Touchscreen notebooks are taking over. New statistics from IHS-owned Displaybank market research says that shipments of touchscreen notebooks during Q1 2013 were up by 51.8 per cent compared to Q4 2012.
During Q1 2013 around 10 per cent of all notebooks shipped were touchscreen models. The figures for Q1 show that 46 million notebook computers were shipped and 4.57 million of them were touchscreen enabled. Research firm Displaybank are apparently impressed with the take off in sales of such notebooks; “Considering that the market is at its initial stage, Displaybank believes the penetration rate of touch screen notebooks is quite high,” reported DigiTimes.

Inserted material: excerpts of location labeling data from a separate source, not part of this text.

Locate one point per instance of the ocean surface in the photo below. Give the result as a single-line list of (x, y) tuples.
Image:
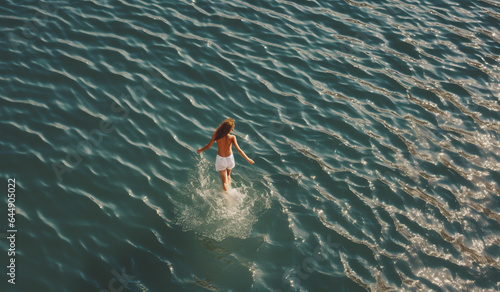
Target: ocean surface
[(374, 127)]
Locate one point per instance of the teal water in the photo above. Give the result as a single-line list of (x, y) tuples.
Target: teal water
[(374, 127)]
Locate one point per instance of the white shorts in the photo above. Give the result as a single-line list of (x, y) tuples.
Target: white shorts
[(222, 163)]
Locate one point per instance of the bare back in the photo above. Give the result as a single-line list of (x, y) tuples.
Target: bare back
[(224, 145)]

Ten per cent isn’t a lot considering the touch-centric Windows 8 OS is being shipped as default on most PCs now. However with Windows 8.1 on the way, and available as a free update, people who don’t fancy touching their PC screens will be able to more easily ignore the Modern UI side of the OS and boot straight to the desktop and use the Start Screen only as a glorified Start Menu.
DigiTimes also suggests that many PC makers have much higher targets than just 10 per cent. The Taiwanese tech journal suggests that brands such as Lenovo, Acer and Asus have targets for touchscreen enabled notebook shipments of over 20 per cent, a doubling of the status quo. Lenovo have a pretty good track record for doing the right thing in the current “challenging” PC market so it is probably the smart to do - until cheap and good quality motion controllers become available and are used to control the Windows 8 MUI and apps.